On April 7, 1991, he strangled his mother because she wanted to cut his hair and then broke her neck. With the help of his father, he buried the body on a beach in North Carolina more than 700 km away . In November of the same year, the body was discovered and Lundin and his father were arrested in Canada , where they had fled. In 1992 Lundin was sentenced to 15 to 20 years imprisonment for murder, and his father received two years imprisonment for complicity.

Lundin became known through an interview he gave to Danish television while in custody in 1994. During the conversation he painted one half of his face black and the other half white to represent the two sides of his character. His explanations in the interview were very self-centered and sometimes so confused that a psychologist then declared him a pronounced psychopath . He also fulfilled 39 out of 40 possible points on the psychopathy checklist according to Robert D. Hare .

After the interview, Lundin received mail from women who proposed marriage to him. After a short time he married a 33-year-old Danish woman in prison and was released early due to prison reform and marriage after only seven years in prison and expelled to Denmark, where he moved in with his wife.

Triple murder and re-imprisonment

In freedom, however, he became violent again and beat his wife and their daughter, which she expelled from the house. Lundin then met 36-year-old Marianne Pedersen and her two sons, 12-year-old Brian and 10-year-old Dennis, and moved to live with them in Rødovre, near Copenhagen . Because he regularly beat and stole from Marianne, there was a heated argument on June 16, 2000 after the two children went to school, whereupon Peter Lundin pounced on Marianne first, then on the children, breaking everyone's neck with his bare hands. He then used an ax and an angle grinder to cut up all three corpses in the house's bathtub, before freezing the body parts in plastic bags in a freezer. With the help of his father, he then disposed of the bags in the garbage, which was then transported to the waste incineration plant and destroyed.

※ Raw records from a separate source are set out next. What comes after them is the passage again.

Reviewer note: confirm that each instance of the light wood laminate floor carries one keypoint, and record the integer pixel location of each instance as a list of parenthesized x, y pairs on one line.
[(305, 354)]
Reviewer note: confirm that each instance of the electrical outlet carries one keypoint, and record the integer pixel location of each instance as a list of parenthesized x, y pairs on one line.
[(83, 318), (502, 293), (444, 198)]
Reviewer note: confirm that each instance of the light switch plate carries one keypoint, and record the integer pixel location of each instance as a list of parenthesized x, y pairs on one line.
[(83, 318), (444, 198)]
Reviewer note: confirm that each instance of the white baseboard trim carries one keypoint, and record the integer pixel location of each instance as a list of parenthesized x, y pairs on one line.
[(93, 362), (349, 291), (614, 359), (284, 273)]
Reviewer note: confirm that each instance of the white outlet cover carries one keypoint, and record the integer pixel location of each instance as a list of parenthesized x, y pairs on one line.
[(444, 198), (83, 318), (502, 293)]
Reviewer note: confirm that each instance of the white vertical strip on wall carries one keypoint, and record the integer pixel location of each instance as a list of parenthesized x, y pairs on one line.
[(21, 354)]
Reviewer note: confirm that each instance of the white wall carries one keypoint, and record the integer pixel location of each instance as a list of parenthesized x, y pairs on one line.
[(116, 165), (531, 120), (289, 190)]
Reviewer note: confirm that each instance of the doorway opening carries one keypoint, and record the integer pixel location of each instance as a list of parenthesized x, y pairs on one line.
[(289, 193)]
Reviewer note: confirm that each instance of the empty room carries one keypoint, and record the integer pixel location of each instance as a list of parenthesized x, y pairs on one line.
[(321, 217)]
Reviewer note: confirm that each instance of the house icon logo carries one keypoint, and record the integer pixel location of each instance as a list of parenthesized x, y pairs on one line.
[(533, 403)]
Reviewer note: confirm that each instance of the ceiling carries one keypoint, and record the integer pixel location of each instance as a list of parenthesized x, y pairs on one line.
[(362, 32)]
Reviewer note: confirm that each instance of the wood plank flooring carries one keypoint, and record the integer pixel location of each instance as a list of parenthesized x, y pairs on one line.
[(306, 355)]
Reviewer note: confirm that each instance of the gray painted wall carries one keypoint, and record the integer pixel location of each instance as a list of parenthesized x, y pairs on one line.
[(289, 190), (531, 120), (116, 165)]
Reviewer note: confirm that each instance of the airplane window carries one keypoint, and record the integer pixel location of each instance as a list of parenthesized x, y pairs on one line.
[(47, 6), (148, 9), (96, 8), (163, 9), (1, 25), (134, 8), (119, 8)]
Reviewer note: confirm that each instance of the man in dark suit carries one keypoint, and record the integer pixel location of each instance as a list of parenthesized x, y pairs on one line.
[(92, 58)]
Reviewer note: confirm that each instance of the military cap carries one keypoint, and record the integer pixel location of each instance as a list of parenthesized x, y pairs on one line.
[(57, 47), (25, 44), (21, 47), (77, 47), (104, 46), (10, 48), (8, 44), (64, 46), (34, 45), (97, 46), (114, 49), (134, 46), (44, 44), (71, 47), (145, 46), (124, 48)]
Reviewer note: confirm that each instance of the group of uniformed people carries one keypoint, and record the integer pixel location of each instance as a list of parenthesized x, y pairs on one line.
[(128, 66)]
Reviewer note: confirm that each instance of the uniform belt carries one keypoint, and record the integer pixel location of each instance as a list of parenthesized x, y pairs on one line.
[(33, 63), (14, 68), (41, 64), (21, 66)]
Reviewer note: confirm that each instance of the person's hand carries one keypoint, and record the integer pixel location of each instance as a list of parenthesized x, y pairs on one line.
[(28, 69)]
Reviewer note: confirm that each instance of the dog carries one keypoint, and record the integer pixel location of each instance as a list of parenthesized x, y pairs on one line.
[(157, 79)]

Lundin was arrested on July 4, 2000, and his father was arrested and interrogated on July 11, 2000. An ax and an angle grinder with traces of blood from all three victims were found in the men's house, and traces of blood from the victims were also found in the Pedersen's house. The two men had also been watched by neighbors as they disposed of the plastic bags in the garbage after the time of the crime. Lundin confessed on October 19, 2000 and showed the police at an on-site visit how he broke the necks of his victims and mutilated the bodies. On March 15, 2001, he was sentenced to life imprisonment. His father denied helping remove the bodies, arguing that he did not know what was in the bags. Since the court could not prove complicity, but found Pedersen's items in his house, he was sentenced to four months in prison for theft only.

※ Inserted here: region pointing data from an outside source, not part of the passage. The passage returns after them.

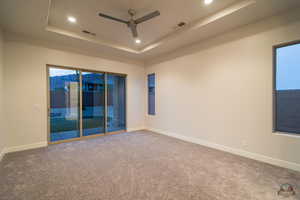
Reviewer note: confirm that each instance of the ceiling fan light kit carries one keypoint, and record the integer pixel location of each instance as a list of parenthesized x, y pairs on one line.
[(132, 23)]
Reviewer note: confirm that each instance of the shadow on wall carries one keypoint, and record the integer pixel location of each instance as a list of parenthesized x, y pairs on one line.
[(229, 36)]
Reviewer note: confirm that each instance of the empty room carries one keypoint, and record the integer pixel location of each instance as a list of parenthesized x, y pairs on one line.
[(149, 100)]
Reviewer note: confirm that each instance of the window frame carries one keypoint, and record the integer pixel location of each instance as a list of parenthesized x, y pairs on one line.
[(148, 95), (275, 114)]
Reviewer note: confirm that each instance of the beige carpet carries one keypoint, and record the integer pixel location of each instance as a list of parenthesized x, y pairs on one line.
[(138, 166)]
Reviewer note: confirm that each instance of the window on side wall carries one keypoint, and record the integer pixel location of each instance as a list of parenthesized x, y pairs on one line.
[(287, 88), (151, 94)]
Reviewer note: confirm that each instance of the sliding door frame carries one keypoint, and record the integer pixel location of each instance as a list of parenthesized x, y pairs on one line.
[(82, 137)]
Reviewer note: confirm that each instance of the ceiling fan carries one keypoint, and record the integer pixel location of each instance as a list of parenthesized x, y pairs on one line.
[(132, 23)]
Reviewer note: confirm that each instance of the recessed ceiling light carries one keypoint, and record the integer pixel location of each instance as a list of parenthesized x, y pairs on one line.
[(138, 41), (208, 1), (72, 19)]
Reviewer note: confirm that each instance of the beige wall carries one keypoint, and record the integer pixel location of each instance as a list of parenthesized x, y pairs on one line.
[(2, 124), (220, 92), (25, 78)]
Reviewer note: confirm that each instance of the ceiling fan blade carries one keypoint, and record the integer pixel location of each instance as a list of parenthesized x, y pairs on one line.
[(133, 30), (113, 18), (147, 17)]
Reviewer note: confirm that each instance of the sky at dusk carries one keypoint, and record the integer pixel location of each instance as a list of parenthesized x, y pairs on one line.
[(288, 68)]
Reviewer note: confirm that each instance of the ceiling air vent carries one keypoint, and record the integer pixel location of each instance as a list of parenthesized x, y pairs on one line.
[(88, 32)]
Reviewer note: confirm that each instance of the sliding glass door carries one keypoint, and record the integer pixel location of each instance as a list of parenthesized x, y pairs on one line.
[(64, 104), (84, 103), (116, 102), (93, 103)]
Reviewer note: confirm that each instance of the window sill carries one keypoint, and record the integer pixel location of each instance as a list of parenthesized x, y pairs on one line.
[(286, 134)]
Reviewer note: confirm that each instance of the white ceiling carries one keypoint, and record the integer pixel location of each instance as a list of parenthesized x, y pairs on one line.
[(46, 20)]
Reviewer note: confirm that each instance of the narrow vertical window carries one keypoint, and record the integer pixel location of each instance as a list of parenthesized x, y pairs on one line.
[(151, 94), (287, 88)]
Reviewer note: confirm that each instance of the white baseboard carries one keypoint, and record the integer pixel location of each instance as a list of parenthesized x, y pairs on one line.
[(25, 147), (240, 152), (135, 129)]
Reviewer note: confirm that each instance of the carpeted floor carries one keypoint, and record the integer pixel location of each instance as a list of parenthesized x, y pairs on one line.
[(138, 166)]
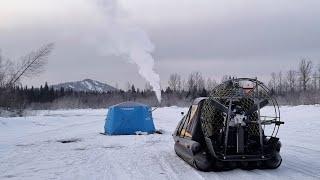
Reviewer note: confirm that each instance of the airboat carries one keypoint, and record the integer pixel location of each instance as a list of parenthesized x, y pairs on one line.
[(236, 126)]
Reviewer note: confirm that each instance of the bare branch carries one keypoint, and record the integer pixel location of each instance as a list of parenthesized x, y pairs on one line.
[(32, 64)]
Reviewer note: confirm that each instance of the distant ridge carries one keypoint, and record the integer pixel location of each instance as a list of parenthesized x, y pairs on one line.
[(86, 85)]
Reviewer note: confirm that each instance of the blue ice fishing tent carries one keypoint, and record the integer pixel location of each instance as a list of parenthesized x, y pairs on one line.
[(129, 118)]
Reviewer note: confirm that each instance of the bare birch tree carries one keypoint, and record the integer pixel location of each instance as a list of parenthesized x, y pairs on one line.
[(291, 79), (305, 68), (31, 64)]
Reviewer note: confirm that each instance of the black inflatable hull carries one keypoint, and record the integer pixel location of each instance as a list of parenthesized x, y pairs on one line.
[(204, 162)]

In the summer of 2008, Lundin remarried in prison and became a father, also changing his name to Bjarne Skounborg. He got into the headlines again because of numerous self-recorded cassette tapes, backed up with panpipe music, on which he described in English why and how he murdered the Pedersens. His tapes were shown to the public through the media in order to ensure that Lundin is no longer released from prison.

literature

  • Say Lundin. Forbrydelsen, opklaringen, medierne og ondskaben (The Lundin Case. The crime, the investigation, the media, and the evil) by Palle Bruus Jensen, 2003
  • Micael Dahlén, Monsters. Rendezvous with five murderers, Frankfurt am Main, New York 2014, pp. 49–72.